Protection of supplies
When a company enters an insolvency procedure, suppliers often refuse to continue to supply and/or seek to exercise commercial leverage to improve their position. This can result in an interruption in supply which may impact on the business and, in particular, on any proposed rescue of the business.
The current insolvency legislation already contains measures to ensure the continuance of certain key supplies, such as utilities and IT services.
The Bill seeks to widen those protections to cover all suppliers, subject to certain exemptions, meaning that suppliers will not be able to terminate a contract as a result of a company going into an insolvency procedure (including the new moratorium and restructuring plan) or make continued supply conditional upon the payment of any outstanding debts.
In order to safeguard suppliers, termination of a contract may occur where:
- an insolvency officeholder (if appointed) consents,
- a company (where no insolvency officeholder is appointed) consents, or
- the court is satisfied that non-termination of the contract would cause the supplier hardship.
Small company suppliers are also temporarily excluded to address hardship concerns.
Temporary restriction on the use of statutory demands and winding up petitions
The Bill includes temporary provisions to restrict the use of statutory demands and winding-up petitions issued against companies during the current global pandemic where the debt is unpaid for reasons relating to Covid-19. The provisions seek to curtail aggressive creditor action against otherwise viable companies.
A petition cannot be presented by a creditor during the period beginning on 27 April 2020 (note the retrospective effect) until the later of either 30 June 2020 or one month after the coming into force of the legislation, unless the creditor has reasonable grounds for believing that:
- coronavirus has not had a financial effect on the company; or
- the company would have been unable to pay its debts even if coronavirus had not had a financial effect on the company.
Coronavirus has a ‘financial effect’ on a company if (and only if) the company’s financial position worsens in consequence of, or for reasons relating to, coronavirus.
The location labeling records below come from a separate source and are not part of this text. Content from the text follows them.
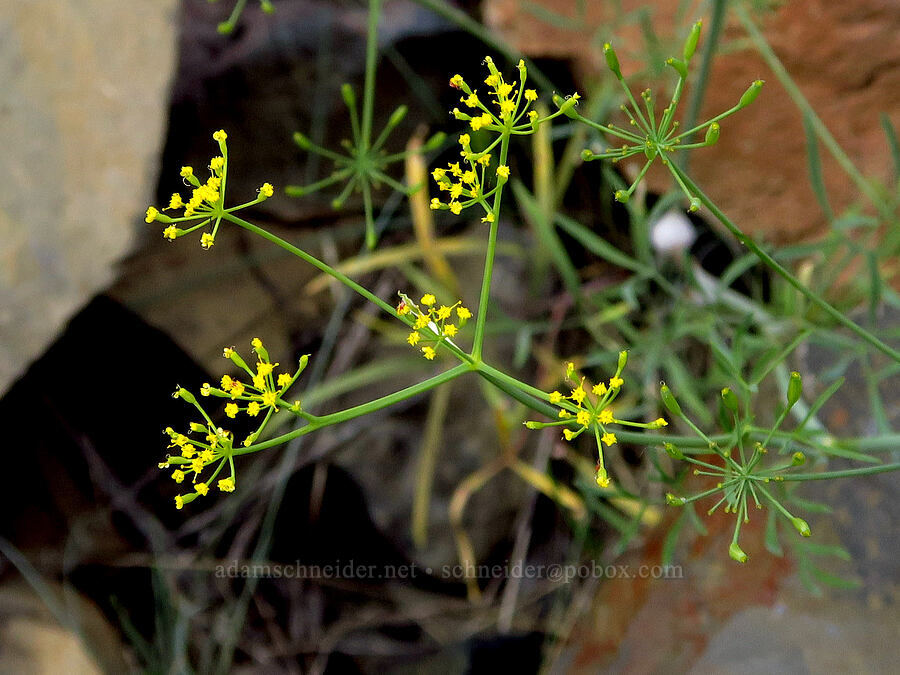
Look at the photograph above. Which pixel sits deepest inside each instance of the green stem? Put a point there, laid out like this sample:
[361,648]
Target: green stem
[369,86]
[489,258]
[849,473]
[359,410]
[775,266]
[800,101]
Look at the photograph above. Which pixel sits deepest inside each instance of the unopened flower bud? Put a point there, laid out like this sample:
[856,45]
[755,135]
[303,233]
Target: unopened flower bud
[669,400]
[737,554]
[795,388]
[751,93]
[690,45]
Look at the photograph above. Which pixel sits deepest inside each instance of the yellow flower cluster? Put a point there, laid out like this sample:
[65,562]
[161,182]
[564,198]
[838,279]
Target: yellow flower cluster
[592,411]
[506,97]
[434,324]
[209,445]
[264,391]
[207,199]
[465,186]
[216,445]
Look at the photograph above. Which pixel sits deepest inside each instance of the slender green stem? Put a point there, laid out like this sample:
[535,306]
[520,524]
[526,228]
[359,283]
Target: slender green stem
[369,86]
[359,410]
[800,101]
[848,473]
[315,262]
[484,298]
[775,266]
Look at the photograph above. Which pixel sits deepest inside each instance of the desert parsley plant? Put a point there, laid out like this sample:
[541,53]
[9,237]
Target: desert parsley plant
[739,461]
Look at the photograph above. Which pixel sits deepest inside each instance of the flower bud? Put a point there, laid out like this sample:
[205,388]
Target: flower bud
[612,60]
[690,45]
[669,400]
[802,526]
[751,93]
[736,553]
[348,95]
[434,142]
[678,65]
[673,451]
[795,388]
[730,400]
[397,116]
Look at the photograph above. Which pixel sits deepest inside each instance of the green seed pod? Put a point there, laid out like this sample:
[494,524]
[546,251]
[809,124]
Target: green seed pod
[185,395]
[802,526]
[669,401]
[730,400]
[612,60]
[795,388]
[348,94]
[397,116]
[678,65]
[751,93]
[673,451]
[737,554]
[690,45]
[435,142]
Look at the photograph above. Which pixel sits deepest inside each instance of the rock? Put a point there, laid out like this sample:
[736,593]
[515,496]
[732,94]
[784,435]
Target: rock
[844,57]
[81,117]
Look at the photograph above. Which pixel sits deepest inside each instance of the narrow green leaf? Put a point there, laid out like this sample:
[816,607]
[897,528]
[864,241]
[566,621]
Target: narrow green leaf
[773,545]
[815,167]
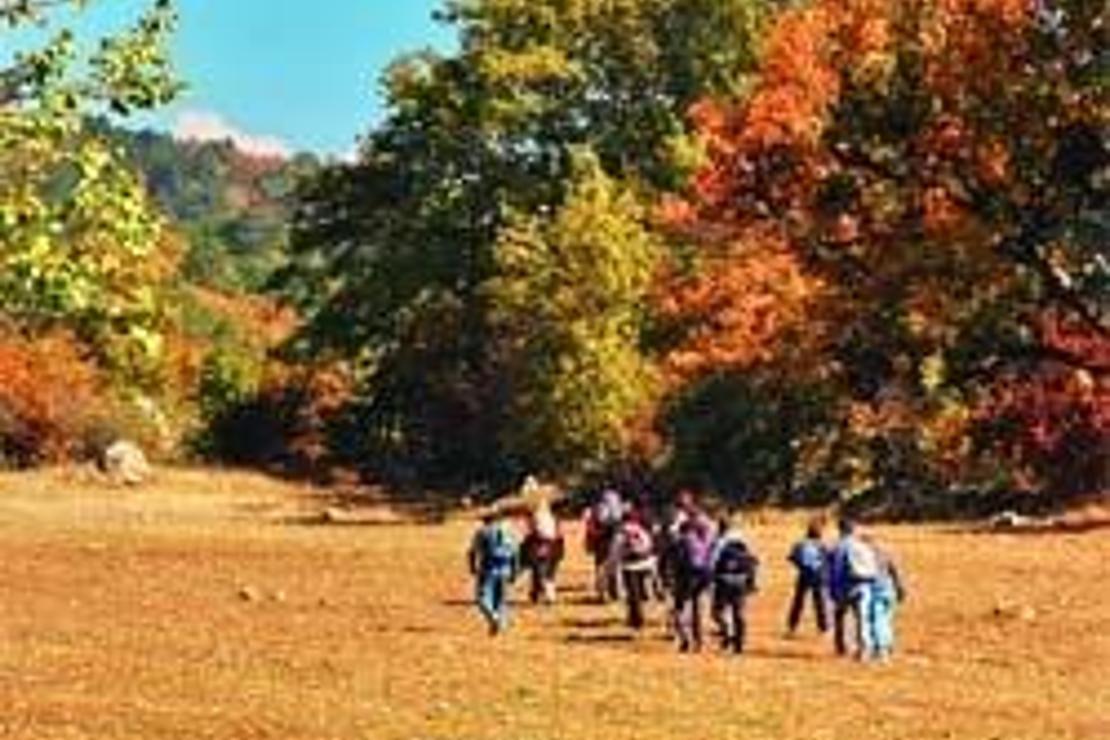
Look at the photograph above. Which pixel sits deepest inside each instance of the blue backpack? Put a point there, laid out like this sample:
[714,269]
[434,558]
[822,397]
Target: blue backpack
[498,553]
[696,551]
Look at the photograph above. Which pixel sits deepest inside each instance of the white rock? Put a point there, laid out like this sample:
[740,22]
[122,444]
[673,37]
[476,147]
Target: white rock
[125,462]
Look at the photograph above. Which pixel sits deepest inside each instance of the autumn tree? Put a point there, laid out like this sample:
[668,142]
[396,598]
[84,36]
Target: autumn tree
[937,172]
[396,253]
[80,244]
[568,303]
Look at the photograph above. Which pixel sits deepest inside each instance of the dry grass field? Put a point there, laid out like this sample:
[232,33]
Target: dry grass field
[204,607]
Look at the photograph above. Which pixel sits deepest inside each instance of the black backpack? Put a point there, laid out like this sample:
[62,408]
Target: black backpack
[736,566]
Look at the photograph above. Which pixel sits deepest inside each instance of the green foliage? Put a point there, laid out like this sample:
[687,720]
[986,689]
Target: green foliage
[79,241]
[394,256]
[233,209]
[568,303]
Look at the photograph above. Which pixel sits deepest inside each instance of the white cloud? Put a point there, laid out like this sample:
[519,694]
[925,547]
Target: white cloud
[204,125]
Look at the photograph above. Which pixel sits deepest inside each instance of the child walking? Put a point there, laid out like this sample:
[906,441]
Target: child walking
[493,560]
[809,559]
[734,579]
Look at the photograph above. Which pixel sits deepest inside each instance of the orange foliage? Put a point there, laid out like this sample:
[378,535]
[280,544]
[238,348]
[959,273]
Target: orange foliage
[743,303]
[49,393]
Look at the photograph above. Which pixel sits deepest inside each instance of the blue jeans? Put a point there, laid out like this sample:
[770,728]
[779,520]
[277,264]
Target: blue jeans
[857,601]
[492,598]
[881,621]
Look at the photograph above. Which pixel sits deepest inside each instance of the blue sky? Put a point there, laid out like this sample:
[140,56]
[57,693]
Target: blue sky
[293,74]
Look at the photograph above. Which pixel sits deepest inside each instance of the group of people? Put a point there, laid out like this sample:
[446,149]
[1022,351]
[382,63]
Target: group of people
[689,560]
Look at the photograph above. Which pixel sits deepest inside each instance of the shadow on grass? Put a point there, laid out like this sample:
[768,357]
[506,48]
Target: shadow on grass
[592,622]
[1036,528]
[604,638]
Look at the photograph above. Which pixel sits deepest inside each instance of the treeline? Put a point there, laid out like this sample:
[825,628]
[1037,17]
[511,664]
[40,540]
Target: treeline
[836,250]
[232,209]
[816,251]
[130,263]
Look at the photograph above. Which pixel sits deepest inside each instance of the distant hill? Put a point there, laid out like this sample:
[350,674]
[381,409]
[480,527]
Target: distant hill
[231,208]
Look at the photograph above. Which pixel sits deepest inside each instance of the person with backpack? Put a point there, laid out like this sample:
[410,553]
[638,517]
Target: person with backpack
[809,559]
[603,521]
[734,568]
[853,569]
[635,554]
[493,559]
[693,578]
[887,592]
[542,551]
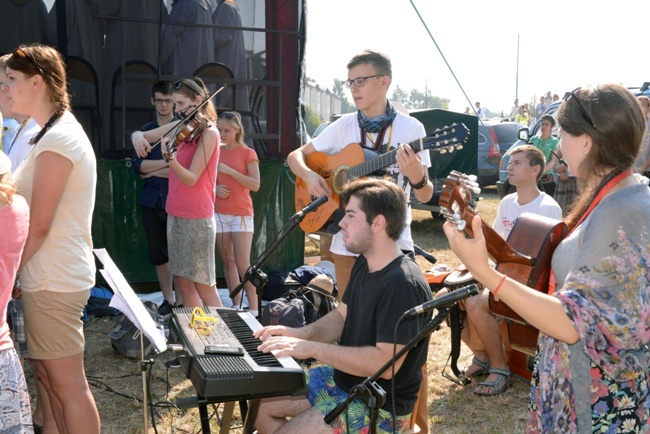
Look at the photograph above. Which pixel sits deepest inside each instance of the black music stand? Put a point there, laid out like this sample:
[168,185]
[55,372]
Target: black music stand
[254,274]
[125,300]
[369,391]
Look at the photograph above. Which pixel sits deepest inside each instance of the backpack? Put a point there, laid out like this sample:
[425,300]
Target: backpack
[125,336]
[297,308]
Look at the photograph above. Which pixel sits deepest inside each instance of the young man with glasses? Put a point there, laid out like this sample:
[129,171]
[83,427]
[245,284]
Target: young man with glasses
[151,166]
[377,126]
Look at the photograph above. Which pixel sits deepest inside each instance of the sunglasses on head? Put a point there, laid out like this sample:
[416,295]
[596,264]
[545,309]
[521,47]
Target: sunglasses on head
[581,109]
[24,55]
[228,115]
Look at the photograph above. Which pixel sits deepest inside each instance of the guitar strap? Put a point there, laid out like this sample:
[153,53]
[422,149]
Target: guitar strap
[378,145]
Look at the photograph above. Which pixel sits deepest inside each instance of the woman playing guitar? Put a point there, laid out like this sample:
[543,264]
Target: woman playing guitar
[592,370]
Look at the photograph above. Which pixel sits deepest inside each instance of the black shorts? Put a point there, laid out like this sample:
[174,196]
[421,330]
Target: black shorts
[155,226]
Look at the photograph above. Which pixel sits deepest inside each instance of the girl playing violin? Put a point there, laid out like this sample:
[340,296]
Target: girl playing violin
[193,155]
[239,173]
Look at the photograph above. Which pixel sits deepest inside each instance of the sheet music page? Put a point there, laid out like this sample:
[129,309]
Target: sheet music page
[127,302]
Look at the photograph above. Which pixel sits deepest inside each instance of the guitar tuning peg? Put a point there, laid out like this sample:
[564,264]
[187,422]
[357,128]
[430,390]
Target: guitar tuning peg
[460,223]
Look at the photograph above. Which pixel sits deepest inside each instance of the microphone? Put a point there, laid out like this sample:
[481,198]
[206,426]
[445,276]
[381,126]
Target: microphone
[312,206]
[446,300]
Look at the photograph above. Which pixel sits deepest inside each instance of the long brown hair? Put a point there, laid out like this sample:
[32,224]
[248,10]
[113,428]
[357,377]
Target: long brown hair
[611,116]
[45,61]
[192,88]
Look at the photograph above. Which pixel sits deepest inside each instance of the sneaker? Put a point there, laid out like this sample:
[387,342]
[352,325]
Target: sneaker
[165,309]
[173,363]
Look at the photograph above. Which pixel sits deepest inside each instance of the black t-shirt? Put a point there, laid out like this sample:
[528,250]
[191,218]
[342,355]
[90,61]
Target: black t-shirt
[375,302]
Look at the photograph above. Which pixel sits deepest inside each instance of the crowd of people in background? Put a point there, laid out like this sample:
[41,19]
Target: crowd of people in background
[54,170]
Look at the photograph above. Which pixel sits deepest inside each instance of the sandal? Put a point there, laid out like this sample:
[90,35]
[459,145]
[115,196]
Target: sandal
[485,368]
[503,381]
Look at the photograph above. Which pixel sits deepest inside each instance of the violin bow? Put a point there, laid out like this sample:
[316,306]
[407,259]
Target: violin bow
[189,117]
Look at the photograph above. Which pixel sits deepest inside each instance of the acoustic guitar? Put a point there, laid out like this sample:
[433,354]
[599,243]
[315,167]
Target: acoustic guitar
[524,257]
[355,162]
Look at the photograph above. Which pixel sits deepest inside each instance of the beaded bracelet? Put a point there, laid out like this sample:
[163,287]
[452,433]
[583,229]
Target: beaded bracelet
[499,285]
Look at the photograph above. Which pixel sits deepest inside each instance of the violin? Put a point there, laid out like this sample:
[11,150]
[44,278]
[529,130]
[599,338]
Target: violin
[187,133]
[188,128]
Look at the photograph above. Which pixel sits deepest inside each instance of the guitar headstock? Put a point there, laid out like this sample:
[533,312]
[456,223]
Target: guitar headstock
[446,139]
[458,199]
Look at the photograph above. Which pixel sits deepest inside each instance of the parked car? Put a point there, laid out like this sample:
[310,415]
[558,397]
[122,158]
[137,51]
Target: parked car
[494,140]
[503,186]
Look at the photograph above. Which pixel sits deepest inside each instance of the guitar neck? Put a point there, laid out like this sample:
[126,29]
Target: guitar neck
[498,248]
[383,160]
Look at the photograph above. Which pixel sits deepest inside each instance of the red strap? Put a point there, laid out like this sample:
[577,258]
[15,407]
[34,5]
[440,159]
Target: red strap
[618,178]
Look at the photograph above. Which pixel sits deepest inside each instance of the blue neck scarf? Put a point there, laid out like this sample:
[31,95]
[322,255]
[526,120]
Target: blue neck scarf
[378,123]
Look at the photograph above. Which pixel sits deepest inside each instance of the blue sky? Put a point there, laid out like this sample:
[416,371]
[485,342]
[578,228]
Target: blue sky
[562,45]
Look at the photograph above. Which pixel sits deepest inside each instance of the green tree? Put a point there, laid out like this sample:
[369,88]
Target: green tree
[312,120]
[416,99]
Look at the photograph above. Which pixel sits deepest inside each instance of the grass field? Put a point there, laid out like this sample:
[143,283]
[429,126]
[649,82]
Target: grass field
[116,382]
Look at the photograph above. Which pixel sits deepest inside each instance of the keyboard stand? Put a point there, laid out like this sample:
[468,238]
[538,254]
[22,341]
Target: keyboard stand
[226,418]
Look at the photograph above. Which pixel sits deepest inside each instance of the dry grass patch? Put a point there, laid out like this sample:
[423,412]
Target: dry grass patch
[116,382]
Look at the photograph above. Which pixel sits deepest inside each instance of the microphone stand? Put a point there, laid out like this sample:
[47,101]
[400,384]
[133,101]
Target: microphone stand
[254,274]
[369,391]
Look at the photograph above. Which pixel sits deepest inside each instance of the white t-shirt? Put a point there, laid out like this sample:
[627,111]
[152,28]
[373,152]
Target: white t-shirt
[509,211]
[64,262]
[345,131]
[19,147]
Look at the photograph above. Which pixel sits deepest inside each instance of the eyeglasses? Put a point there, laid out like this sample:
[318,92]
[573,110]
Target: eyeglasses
[23,55]
[360,81]
[582,110]
[229,116]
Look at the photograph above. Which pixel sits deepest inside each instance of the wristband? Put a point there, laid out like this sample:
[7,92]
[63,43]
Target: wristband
[420,184]
[499,285]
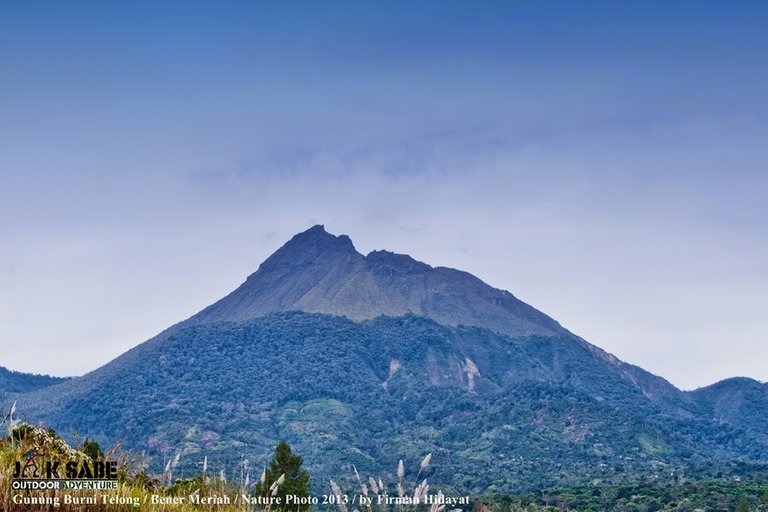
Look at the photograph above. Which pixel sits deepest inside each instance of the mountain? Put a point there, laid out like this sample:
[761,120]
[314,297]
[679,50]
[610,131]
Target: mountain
[317,272]
[16,382]
[365,360]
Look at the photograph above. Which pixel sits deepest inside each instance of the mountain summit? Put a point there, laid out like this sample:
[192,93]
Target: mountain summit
[365,360]
[318,272]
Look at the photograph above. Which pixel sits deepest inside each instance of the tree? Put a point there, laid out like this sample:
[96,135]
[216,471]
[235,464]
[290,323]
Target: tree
[92,449]
[744,504]
[295,480]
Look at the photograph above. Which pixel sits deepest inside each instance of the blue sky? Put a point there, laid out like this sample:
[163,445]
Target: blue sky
[604,161]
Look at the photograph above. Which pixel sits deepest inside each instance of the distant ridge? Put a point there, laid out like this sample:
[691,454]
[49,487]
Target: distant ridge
[318,272]
[365,360]
[12,382]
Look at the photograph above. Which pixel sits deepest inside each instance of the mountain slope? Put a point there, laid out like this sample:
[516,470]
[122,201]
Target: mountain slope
[317,272]
[368,359]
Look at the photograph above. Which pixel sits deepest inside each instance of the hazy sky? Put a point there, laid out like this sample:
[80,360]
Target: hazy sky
[606,162]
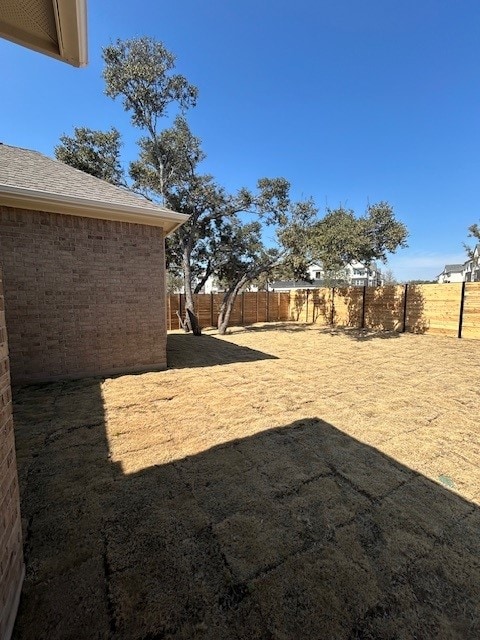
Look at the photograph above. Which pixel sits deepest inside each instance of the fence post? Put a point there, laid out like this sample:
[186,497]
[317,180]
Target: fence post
[404,320]
[364,295]
[180,310]
[462,304]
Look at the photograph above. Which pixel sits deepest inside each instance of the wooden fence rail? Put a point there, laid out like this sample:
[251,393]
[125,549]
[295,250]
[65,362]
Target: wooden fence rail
[439,309]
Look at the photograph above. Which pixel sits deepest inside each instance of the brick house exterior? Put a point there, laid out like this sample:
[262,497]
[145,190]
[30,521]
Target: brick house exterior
[84,271]
[83,290]
[11,553]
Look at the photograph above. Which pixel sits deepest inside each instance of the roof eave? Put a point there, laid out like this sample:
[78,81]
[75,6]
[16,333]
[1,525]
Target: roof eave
[68,205]
[71,25]
[71,20]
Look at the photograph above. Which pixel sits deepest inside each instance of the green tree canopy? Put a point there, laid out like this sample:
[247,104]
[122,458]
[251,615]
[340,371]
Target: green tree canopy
[95,152]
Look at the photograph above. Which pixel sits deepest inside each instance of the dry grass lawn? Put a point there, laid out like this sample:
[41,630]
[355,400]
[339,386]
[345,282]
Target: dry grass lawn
[278,483]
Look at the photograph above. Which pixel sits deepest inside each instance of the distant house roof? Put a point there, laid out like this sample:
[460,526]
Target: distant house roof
[294,284]
[58,29]
[30,180]
[453,268]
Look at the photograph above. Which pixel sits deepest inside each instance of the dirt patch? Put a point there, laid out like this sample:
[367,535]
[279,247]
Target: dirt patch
[276,483]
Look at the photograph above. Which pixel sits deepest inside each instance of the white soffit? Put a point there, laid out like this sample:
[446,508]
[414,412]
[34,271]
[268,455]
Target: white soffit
[57,28]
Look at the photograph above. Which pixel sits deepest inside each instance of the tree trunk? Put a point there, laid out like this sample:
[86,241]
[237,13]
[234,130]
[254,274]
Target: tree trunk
[205,277]
[227,305]
[190,317]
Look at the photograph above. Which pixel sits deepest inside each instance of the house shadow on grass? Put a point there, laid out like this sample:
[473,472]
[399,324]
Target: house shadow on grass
[288,327]
[299,531]
[184,350]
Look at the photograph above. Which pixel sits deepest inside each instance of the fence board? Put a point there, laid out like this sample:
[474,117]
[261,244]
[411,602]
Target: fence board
[384,308]
[348,303]
[433,308]
[471,311]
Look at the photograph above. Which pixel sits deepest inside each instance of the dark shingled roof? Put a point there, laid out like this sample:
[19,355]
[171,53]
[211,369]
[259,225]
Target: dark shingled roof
[25,169]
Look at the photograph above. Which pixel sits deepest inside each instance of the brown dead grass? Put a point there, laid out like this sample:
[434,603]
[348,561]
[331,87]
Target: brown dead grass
[277,483]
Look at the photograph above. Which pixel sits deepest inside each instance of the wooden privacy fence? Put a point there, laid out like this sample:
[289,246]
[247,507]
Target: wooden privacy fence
[249,307]
[440,309]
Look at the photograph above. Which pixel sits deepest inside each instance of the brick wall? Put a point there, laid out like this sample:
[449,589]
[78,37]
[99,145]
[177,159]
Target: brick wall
[11,555]
[83,296]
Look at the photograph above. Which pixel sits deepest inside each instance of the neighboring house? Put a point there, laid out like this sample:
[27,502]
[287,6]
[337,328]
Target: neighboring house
[469,271]
[84,271]
[471,268]
[57,29]
[287,285]
[452,273]
[354,274]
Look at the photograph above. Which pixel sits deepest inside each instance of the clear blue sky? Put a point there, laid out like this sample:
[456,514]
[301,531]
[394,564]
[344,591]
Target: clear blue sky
[352,101]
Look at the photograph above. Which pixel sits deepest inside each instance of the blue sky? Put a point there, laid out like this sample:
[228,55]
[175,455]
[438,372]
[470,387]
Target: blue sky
[352,101]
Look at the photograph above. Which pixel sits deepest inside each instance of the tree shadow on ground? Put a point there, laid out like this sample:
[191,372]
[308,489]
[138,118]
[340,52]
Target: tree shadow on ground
[298,531]
[360,335]
[289,327]
[188,351]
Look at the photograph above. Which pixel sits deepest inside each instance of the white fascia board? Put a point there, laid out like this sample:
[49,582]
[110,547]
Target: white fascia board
[68,205]
[71,21]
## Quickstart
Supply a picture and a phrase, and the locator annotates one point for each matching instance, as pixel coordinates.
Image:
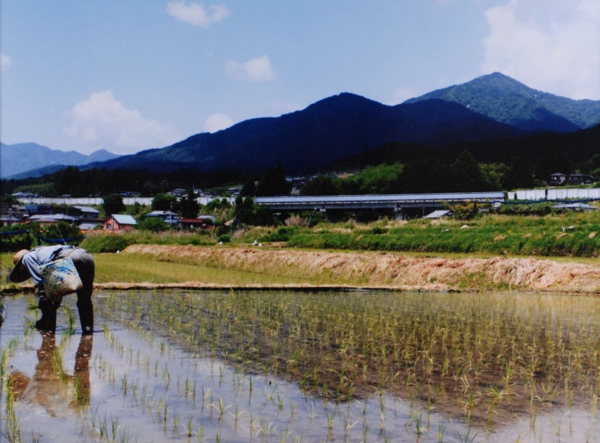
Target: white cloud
(5, 61)
(256, 70)
(103, 122)
(554, 49)
(216, 122)
(196, 13)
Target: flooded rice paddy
(210, 366)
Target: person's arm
(30, 261)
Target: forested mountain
(320, 135)
(488, 115)
(18, 158)
(506, 100)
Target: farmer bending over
(27, 265)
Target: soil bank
(387, 270)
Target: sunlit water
(125, 386)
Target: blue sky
(127, 75)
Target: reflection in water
(51, 387)
(153, 384)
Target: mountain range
(24, 158)
(491, 107)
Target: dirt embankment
(391, 270)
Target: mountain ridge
(490, 107)
(19, 158)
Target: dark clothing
(29, 266)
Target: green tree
(189, 205)
(467, 176)
(320, 185)
(273, 182)
(112, 204)
(164, 202)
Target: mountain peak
(509, 101)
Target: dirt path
(391, 270)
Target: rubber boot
(48, 320)
(86, 317)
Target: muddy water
(131, 385)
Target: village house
(119, 223)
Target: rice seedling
(446, 347)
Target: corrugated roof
(124, 219)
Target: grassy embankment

The Bill also introduces temporary provisions to void statutory demands made from 1 March 2020. No petition for the winding-up of a company can be presented on or after 27 April 2020 on the ground that the company has failed to satisfy a statutory demand if the relevant statutory demand was served during the period beginning on 1 March 2020 and ending on the later of either 30 June 2020 or one month after the coming into force of the legislation.
Temporary suspension of wrongful trading
The Bill provides a temporary suspension of the wrongful trading regime, with retrospective effect from 1 March 2020, to remove the threat of personal liability for directors. The suspension is to apply until 30 June 2020, but the government has made it clear that, in the event that the impact of the pandemic on businesses continues beyond the end of June, the suspension to the wrongful trading regime may be extended for up to a further six months. Certain financial services firms and public-private partnership project companies are excluded from the suspension.
For companies genuinely struggling as a result of the effects of Covid-19, this will provide directors with some valuable reassurance. Directors should be aware, however, that all other checks and balances to ensure directors fulfil their duties properly will remain in force and, in the zone of insolvency, this means that directors must continue to have regard to the interests of creditors
This document provides a general summary and is for information/educational purposes only. It is not intended to be comprehensive, nor does it constitute legal advice. Specific legal advice should always be sought before taking or refraining from taking any action.